L’explosion des prix de l’énergie porte un coup fatal au pouvoir d’achat

En cette fin d’année, la flambée de l’énergie touche tous les secteurs et tous les foyers. Le gazole et l’essence atteignent de nouveau des montants records avec respectivement 1,53 et 1,66 euro par litre. De quoi atteindre durement le budget des français et leur moral, déjà bien éprouvé par la crise sanitaire. Nul n’est épargné, et surtout pas les zones rurales, une nouvelle fois frappées de plein fouet. Les habitants des campagnes appartiennent essentiellement aux classes populaires. La voiture est un élément central de leur vie… et de leur survie. Sans elle, pas de travail, pas de soins, pas de courses, pas de loisirs, impossible de s’en passer. Il est facile d’atteindre les 400 km ou plus, par semaine, et il ne reste alors qu’à assumer le surcoût des pleins et se serrer la ceinture en silence.

D’autant que la hausse des prix ne concerne pas que le carburant, elle touche également les autres énergies, l’électricité et le gaz. Prenez votre respiration, c’est parti pour durer. Mutuelles et assurances vous attendent sagement en Janvier. D’ailleurs, l’aide destinée aux carburant a été habilement renommée « indemnité inflation ». A l’extérieur du logis, comme à l’intérieur, tout n’est qu’augmentation. Les entreprises, de leur côté, ne parviennent plus non plus à faire face à leurs factures et doivent répercuter cette hausse de coûts sur les prix de leurs produits. Faire ses courses coûte donc plus cher, jour après jour, et la baguette, notre icône nationale, ne devrait pas, elle aussi, tarder à flamber. Une bonne nouvelle pour nos politiques cependant, qui de manière exceptionnelle, à l’aube des élections, ne seront pas trop déconnectés en l’estimant à 7 euros. Lionel Jospin avait tout d’un visionnaire.
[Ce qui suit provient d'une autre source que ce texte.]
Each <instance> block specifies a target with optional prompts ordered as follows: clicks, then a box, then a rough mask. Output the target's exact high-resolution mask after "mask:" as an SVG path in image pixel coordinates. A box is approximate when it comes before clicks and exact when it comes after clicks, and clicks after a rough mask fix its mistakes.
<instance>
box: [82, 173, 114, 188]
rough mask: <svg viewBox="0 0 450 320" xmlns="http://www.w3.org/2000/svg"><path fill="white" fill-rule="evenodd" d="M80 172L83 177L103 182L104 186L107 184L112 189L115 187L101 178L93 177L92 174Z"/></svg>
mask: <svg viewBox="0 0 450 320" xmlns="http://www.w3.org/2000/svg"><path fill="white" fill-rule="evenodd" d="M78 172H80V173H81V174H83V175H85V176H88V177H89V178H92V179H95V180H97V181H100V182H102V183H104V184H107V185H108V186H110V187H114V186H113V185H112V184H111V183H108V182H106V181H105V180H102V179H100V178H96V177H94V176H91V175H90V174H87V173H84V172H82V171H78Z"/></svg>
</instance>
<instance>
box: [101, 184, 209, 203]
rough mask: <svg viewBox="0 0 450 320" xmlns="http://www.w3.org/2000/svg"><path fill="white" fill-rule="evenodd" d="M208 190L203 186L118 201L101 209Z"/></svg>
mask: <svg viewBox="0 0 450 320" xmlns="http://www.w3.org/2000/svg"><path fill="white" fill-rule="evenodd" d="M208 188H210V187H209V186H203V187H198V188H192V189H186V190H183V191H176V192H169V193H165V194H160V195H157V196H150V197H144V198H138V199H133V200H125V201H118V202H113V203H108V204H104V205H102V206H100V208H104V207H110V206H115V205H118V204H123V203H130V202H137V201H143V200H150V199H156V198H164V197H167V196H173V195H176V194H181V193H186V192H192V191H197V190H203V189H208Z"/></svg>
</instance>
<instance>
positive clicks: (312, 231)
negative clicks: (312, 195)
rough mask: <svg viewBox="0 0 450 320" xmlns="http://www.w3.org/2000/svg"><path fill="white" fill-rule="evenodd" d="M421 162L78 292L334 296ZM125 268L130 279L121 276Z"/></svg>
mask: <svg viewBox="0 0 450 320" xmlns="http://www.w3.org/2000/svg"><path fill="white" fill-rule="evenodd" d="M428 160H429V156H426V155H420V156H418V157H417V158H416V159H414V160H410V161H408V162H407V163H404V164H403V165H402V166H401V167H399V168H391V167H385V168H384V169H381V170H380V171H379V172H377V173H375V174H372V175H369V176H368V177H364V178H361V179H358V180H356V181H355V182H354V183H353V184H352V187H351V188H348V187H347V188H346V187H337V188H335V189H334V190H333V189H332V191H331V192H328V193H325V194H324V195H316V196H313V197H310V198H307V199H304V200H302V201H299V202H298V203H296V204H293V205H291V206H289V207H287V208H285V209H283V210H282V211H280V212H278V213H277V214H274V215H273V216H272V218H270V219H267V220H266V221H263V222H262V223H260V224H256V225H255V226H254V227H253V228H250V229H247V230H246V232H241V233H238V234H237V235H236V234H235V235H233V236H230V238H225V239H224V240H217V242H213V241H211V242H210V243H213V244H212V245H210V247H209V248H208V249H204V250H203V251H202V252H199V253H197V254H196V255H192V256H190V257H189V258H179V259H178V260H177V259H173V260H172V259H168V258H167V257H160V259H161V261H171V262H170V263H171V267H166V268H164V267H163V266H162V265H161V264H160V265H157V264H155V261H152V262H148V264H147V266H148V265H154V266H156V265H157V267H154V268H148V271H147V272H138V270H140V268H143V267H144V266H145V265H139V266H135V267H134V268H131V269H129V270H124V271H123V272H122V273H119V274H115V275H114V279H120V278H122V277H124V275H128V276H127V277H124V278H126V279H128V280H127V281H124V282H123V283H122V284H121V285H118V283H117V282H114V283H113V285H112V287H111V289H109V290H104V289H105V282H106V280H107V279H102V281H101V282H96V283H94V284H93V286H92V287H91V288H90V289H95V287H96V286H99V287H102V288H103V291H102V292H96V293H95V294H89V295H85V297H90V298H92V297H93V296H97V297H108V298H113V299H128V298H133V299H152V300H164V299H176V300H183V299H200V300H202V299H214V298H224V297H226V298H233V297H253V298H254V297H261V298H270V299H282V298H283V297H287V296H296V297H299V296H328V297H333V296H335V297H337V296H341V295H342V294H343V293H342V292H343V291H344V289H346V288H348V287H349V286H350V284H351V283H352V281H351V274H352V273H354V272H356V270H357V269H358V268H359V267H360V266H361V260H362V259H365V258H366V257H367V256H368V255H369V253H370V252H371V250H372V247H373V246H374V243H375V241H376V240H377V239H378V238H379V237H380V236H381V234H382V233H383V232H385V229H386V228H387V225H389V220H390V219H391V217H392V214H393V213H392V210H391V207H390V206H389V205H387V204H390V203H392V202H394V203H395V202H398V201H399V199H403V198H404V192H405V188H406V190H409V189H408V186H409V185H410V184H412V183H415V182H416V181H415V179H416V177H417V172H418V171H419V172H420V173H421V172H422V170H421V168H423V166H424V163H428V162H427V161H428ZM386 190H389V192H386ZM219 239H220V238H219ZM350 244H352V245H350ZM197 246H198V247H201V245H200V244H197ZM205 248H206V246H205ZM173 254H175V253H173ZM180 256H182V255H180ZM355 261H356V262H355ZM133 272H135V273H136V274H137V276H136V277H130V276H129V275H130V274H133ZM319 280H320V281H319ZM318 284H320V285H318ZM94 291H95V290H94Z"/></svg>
Le tribut des campagnes s’alourdit

Pourquoi le payent-elles au fait ? Nul ne le sait. Éternelles grandes perdantes de toutes les mesures politiques, cette situation, établie depuis des années, n’a jamais cessé d’empirer. Pourtant l’espoir renaissait, début Octobre, lorsque Emmanuel Macron visitait la SPA de Gray, et affirmait « un chasseur, il aime son chien, il aime les animaux, il aime la nature ». Forts de ce syllogisme, nous voilà à espérer que le Président, qui aime les chasseurs (ce n’est plus à démontrer étant donné les faveurs accordées), aime aussi la nature, les campagnes, et donc les habitants des campagnes ! Un espoir vain ? Privées de l’accès aux soins, avec une espérance de vie désormais bien supérieure dans les grandes villes, et de l’accès à l’éducation, avec la fermeture de 400 écoles rurales en 2019, les campagnes se languissent de tout ce qui leur a été ôté. Vont-elles désormais bientôt mourir de froid ou de faim ? 3,5 millions de foyers se chauffent encore au fioul, et bien évidemment, ces français se trouvent en majorité dans les zones rurales. La montée en flèche des carburants n’a pas épargné le fioul dont le litre dépasse maintenant 1 euro, soit 20 % d’augmentation par rapport à l’an dernier... De quoi obliger certains, notamment les plus âgés ayant de faibles retraites, à opérer des choix draconiens : ne plus se chauffer ou rogner sur les autres postes, comme l’alimentation, pour pouvoir passer l’hiver. Si la saignée se veut thérapeutique, la guérison de nos chancelants territoires ruraux se fait bel et bien toujours attendre.

L’indemnité de 100 euros n’y changera rien, la campagne est déjà bien mal en point, silencieuse et résignée. Un mépris politique qui, par ses assauts répétés, pourrait cette fois avoir des conséquences, non pas sur les ronds-points, mais dans les urnes.